For AI Developers
Starting your journey, you will first connect to the development environment tailored for our platform. Begin by working on a small proof of concept to familiarize yourself with our tools and workflows. Once comfortable, you can proceed to train an actual model that leverages our decentralized resources. After training, you will publish your model to the blockchain, ensuring it is securely stored and verified. Finally, deploy your model directly to the chain, allowing it to be accessed and utilized by users across the network. This streamlined process is designed to support you from initial concept through to full deployment.
Developing Your Proof of Concept
Once you have a functioning proof of concept, it’s important to consider the subsequent steps needed to scale your project effectively. Read this section carefully to ensure you understand the full workflow.
Scaling GPUs
Training Large Models: As you transition from training smaller models to large-scale models (ranging from 1 billion to 70 billion parameters), you may find that the default GPU is insufficient.

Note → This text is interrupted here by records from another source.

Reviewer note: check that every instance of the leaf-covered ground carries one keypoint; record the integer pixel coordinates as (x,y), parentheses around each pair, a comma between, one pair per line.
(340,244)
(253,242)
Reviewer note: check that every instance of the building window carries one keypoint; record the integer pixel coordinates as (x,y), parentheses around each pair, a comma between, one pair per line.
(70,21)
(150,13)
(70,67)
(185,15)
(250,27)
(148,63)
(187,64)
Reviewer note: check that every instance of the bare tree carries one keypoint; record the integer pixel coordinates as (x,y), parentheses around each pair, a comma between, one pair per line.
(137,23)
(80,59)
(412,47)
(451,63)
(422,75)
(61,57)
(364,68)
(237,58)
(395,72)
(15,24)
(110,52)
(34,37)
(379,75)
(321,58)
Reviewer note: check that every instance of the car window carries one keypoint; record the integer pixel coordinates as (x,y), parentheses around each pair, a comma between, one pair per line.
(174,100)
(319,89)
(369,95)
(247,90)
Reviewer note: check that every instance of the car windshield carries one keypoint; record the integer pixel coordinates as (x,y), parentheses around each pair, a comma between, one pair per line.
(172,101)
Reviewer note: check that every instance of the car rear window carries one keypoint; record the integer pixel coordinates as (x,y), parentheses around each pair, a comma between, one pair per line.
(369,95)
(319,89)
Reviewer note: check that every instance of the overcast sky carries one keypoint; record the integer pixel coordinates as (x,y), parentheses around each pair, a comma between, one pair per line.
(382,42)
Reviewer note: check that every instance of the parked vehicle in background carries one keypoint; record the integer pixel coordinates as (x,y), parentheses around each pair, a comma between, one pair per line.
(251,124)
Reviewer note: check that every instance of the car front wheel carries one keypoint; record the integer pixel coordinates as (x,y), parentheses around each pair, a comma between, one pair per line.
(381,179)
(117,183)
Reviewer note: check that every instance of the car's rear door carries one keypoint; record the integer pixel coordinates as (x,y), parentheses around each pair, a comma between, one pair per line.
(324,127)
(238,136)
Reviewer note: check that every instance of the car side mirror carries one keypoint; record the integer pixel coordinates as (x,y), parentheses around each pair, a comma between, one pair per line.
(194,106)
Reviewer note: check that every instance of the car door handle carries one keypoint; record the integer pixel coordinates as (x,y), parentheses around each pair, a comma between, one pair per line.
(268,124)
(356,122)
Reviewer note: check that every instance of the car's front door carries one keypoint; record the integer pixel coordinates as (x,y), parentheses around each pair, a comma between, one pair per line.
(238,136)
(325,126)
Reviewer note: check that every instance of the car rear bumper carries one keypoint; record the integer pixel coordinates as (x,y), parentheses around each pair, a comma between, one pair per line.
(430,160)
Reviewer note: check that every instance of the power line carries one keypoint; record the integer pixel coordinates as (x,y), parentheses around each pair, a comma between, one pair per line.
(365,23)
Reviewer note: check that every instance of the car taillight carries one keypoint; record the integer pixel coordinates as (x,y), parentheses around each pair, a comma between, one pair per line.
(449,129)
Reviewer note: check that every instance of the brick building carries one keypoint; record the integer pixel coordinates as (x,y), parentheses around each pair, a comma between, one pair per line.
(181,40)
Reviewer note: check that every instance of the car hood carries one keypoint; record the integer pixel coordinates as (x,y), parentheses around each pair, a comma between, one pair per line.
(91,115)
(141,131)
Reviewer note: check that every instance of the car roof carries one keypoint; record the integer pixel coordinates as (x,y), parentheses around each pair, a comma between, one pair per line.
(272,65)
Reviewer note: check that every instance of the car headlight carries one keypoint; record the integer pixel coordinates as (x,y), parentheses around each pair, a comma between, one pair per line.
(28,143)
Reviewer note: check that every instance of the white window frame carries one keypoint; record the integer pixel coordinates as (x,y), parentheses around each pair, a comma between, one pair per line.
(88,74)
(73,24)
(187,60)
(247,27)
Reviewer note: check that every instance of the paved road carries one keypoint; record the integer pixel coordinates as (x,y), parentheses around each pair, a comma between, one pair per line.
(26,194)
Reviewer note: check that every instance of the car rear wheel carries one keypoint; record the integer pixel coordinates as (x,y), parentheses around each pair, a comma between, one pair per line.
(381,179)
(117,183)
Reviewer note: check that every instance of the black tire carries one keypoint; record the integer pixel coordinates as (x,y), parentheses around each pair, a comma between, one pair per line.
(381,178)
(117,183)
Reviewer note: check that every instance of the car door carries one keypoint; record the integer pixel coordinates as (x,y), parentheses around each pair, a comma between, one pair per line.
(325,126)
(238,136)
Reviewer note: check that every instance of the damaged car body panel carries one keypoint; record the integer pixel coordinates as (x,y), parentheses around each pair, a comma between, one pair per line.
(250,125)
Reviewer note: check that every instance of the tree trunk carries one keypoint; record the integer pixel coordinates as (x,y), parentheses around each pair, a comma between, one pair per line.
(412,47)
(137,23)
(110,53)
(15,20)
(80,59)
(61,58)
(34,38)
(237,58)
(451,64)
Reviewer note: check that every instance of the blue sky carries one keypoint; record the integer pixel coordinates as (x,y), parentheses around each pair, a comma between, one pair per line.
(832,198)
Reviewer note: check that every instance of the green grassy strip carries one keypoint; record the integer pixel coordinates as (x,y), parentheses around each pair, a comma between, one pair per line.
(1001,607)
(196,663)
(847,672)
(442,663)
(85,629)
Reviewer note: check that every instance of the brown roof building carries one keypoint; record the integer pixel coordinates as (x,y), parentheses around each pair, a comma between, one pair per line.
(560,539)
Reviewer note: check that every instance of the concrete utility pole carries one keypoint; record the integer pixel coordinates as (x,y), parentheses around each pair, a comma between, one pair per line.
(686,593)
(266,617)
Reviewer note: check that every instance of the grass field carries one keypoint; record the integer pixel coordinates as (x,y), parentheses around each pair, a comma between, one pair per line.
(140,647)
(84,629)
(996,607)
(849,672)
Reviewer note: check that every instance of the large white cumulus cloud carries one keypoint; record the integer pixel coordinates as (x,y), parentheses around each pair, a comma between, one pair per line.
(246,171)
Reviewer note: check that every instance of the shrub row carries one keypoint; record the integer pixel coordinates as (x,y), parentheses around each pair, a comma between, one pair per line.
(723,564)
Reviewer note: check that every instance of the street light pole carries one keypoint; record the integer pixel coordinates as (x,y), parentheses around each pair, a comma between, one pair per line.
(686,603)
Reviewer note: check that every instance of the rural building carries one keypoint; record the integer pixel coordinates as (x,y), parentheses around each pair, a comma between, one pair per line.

GPU Upgrade: To accommodate larger models, click the "upgrade" button. This will prompt the system to analyze your code and automatically assign an appropriate GPU, or possibly a group of GPUs, that best fits your requirements.
Model Training Progress
Successful Upgrade Notification: You will receive a few msgs indicating the status the the training, i.e. waiting, started, executing, completed, etc.
Continuous Operation: Avoid interrupting the process or restarting the kernel once training has commenced. Interruptions can halt ongoing processes. Depending on the complexity and size of the job, the training might take anywhere from a few minutes to a few hours before timing out.

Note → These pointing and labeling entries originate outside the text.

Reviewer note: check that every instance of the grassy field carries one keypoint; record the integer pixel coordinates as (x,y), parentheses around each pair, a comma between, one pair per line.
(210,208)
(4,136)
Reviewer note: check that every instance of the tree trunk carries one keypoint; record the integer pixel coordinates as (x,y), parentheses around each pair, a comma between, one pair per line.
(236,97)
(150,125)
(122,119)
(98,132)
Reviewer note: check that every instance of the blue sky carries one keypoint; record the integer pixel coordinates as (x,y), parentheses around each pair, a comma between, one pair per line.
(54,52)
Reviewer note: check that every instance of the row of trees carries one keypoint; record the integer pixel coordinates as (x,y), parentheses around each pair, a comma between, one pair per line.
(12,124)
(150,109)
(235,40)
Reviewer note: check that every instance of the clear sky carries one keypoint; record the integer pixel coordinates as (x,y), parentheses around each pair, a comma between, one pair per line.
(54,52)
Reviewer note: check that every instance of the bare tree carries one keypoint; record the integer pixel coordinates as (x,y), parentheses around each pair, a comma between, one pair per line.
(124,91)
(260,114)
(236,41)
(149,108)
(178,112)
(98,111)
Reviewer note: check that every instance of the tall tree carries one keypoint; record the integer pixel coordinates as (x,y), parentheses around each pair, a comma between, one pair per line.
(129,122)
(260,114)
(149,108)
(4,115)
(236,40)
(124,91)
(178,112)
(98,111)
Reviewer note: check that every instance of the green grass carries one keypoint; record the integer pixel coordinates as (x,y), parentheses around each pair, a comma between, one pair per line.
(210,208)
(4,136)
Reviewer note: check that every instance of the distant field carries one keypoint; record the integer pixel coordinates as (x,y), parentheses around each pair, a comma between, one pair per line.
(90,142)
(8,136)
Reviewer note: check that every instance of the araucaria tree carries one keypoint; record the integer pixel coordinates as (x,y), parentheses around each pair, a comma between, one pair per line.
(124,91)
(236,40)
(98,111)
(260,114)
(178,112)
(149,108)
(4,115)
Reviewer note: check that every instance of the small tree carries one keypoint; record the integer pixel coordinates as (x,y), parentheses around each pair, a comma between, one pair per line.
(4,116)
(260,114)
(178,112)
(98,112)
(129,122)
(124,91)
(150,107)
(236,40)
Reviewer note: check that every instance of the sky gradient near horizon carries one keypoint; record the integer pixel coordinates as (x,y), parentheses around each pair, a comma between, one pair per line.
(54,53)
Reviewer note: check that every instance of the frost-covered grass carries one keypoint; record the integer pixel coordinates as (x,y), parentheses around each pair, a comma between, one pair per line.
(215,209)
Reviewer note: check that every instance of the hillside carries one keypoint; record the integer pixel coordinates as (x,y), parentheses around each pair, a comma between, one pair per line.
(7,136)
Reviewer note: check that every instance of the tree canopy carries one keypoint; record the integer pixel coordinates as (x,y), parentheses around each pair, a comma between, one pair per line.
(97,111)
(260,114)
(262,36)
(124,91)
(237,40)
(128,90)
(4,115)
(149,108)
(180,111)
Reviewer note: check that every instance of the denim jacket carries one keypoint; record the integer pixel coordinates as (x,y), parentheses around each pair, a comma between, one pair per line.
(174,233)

Automatic Shutdown: To efficiently manage resources, long idle will be automatically terminated. This policy ensures resource availability for other users on the network.
Model Persistence
Temporary Storage: Model checkpoint files are temporarily saved to ensure data integrity during training sessions.
Long-Term Storage: If you require access to these files for longer than three days, use the command-line interface (CLI) to download the files to your local machine, or to upgrade to Nimble's network. Detailed instructions on this process are available in a later section.